When it comes to the Open Source opportunity within the potential of Internet of Things Matt Marlier, the director of ISV programs and partners for Red Hat suggests “follow the data.”
How does Open Source fit into the close to $20 trillion IoT business opportunity today? During Marlier’s keynote presentation to the board of director of the Canadian Channel Chiefs Council, he said there are literally millions upon millions of open source projects in the world and all of those need to run on a server somewhere or in the cloud. “We are not out there alone,” Marlier added.
By following the data, Red Hat has been able to help enterprises and channel partners collect, communicate, transform, store and act upon critical data generated by the IoT solutions.

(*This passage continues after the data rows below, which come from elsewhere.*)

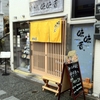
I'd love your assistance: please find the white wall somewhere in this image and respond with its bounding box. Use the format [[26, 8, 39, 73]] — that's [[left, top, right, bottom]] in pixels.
[[2, 0, 9, 16]]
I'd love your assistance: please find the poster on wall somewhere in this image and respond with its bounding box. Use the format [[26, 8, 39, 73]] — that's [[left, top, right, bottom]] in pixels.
[[30, 18, 62, 43], [29, 0, 64, 16]]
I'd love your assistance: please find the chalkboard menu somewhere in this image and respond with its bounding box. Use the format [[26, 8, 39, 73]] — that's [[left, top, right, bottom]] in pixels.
[[64, 62, 85, 100]]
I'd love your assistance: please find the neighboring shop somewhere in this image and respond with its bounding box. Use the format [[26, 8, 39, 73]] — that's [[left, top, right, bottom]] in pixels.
[[13, 21, 30, 72]]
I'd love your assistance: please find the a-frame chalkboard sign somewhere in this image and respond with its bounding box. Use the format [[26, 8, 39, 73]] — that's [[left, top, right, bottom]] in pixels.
[[58, 62, 85, 100]]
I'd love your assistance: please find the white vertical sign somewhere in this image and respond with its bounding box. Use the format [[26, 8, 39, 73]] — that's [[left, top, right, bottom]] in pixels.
[[29, 0, 64, 16]]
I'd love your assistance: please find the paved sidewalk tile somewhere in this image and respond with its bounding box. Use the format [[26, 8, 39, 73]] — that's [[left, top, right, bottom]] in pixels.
[[3, 96, 19, 100], [0, 90, 6, 95]]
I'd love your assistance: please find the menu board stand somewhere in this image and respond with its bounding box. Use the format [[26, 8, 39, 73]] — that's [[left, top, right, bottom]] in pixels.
[[58, 62, 86, 100]]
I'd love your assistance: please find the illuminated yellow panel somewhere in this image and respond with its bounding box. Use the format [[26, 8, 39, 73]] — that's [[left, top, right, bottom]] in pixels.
[[30, 18, 62, 43], [50, 19, 62, 43]]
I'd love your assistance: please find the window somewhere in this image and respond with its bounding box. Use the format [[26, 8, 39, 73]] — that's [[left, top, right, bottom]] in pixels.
[[71, 0, 95, 18]]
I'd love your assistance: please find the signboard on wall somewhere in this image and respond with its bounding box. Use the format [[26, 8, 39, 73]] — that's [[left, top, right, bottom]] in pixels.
[[29, 0, 64, 16], [30, 18, 62, 43]]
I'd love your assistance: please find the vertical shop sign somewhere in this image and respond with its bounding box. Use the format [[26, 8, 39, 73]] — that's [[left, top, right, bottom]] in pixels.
[[0, 18, 3, 37], [29, 0, 64, 16]]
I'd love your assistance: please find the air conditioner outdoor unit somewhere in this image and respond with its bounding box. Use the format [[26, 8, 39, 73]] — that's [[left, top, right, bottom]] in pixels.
[[95, 3, 100, 20]]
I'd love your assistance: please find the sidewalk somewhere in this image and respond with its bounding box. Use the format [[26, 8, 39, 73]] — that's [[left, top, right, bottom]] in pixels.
[[14, 70, 96, 100]]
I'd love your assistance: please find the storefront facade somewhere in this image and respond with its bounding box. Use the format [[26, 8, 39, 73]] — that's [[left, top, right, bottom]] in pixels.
[[9, 0, 99, 96]]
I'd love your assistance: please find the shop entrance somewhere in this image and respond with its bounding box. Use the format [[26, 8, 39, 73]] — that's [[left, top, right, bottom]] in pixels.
[[31, 20, 66, 78]]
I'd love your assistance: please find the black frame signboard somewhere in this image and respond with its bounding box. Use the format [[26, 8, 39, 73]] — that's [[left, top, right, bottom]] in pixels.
[[64, 62, 85, 100]]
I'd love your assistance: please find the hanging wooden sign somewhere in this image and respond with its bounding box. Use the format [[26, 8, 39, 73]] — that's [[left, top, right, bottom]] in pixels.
[[58, 62, 85, 100]]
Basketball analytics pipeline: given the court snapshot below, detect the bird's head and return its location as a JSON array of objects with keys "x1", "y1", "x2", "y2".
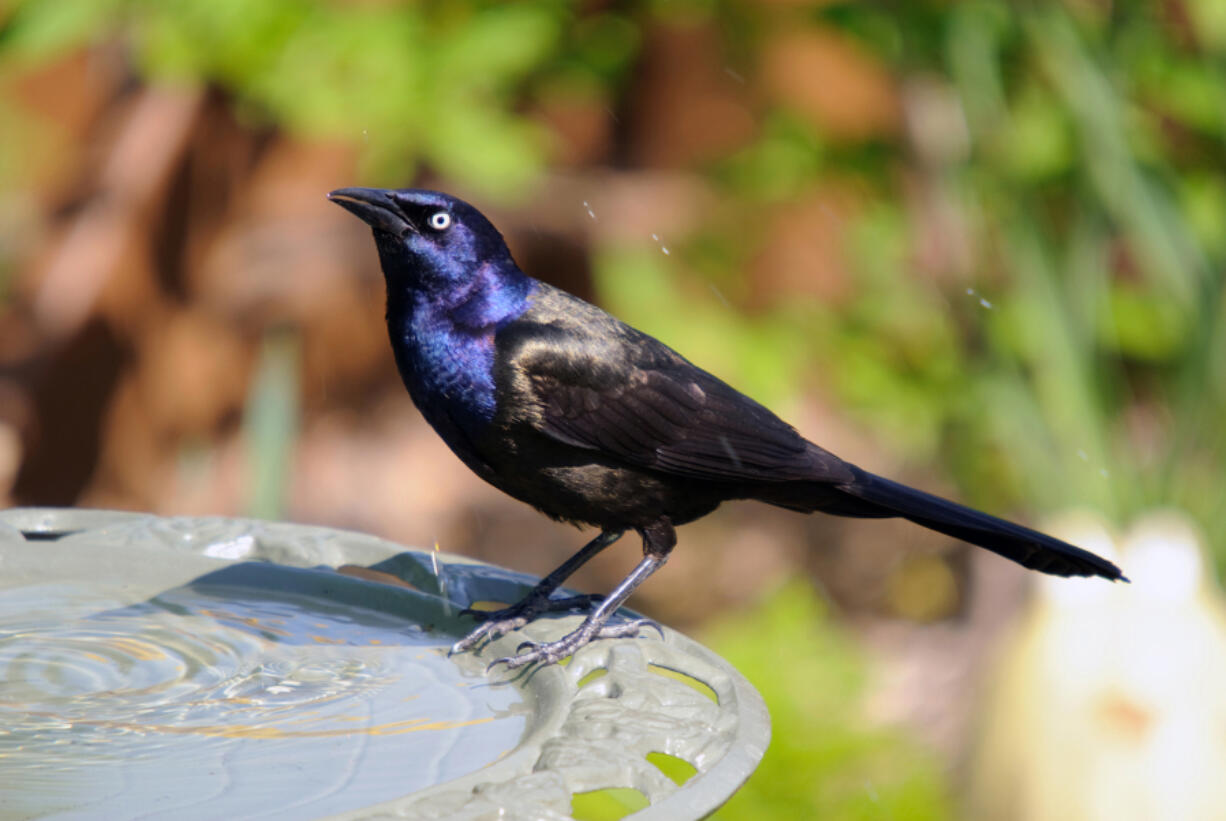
[{"x1": 327, "y1": 187, "x2": 514, "y2": 288}]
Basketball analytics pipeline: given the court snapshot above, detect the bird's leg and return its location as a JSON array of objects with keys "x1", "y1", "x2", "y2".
[
  {"x1": 489, "y1": 516, "x2": 677, "y2": 669},
  {"x1": 451, "y1": 531, "x2": 625, "y2": 653}
]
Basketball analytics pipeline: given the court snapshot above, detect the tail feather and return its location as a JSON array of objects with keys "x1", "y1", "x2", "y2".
[{"x1": 824, "y1": 466, "x2": 1128, "y2": 582}]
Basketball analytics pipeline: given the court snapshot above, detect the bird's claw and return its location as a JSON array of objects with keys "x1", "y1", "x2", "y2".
[{"x1": 485, "y1": 619, "x2": 664, "y2": 673}]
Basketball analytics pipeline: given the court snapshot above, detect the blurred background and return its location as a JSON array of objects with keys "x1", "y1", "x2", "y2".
[{"x1": 0, "y1": 0, "x2": 1226, "y2": 819}]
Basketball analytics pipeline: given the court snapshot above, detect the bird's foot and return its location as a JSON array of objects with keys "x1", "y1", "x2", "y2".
[
  {"x1": 451, "y1": 593, "x2": 604, "y2": 653},
  {"x1": 485, "y1": 619, "x2": 664, "y2": 672}
]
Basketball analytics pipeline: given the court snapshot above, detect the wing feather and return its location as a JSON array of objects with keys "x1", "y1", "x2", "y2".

“We do not make money on the edge. What happens with Open Source is it’s done from the edge all the way back to the data centre,” he said.
Marlier cited this example. An app on smartphones can capture million if not tens of millions of downloads and send data back to the data centre, which then goes into a storage closet. More than likely the organization does not have the bandwidth, processing power or storage to anticipate all that that activity. Approximately, 90 per cent of that data is not needed nor does it need to be viewed by someone. The remaining 10 per cent is what matters. And, this scenario is typical of most banking transaction.
Red Hat has developed many solutions to handle this type of data crunch from its flagship product Red Hat Enterprise Linux to Enterprise Virtualization, Red Hat Storage, Red Hat Satellite, OpenStack Platform, CloudForms, JBoss Middleware, Red Hat Origin (the company’s OpenShift solution), Atomic Platform and Red Hat Mobile from its FeedHenry acquisition.
The entire solution set is capable of:
· Managing and connecting disparate devices;
· Integrating and transforming data reliable and securely;
· Connecting operational technology to enterprise IT;
· Storage and managing data; and
· Acting on analyzed data.
“What we are doing with data is bringing the core value and intelligence back,” Marlier added.
But Red Hat’s IoT strategy is not solely built around sensors. The company has positioned itself to the enterprise space and from their it assesses IoT strategies. Again, as Marlier points out, it tries to follow the data to see where it can add value.
“We are the glue in the middle that no one touches,” he said.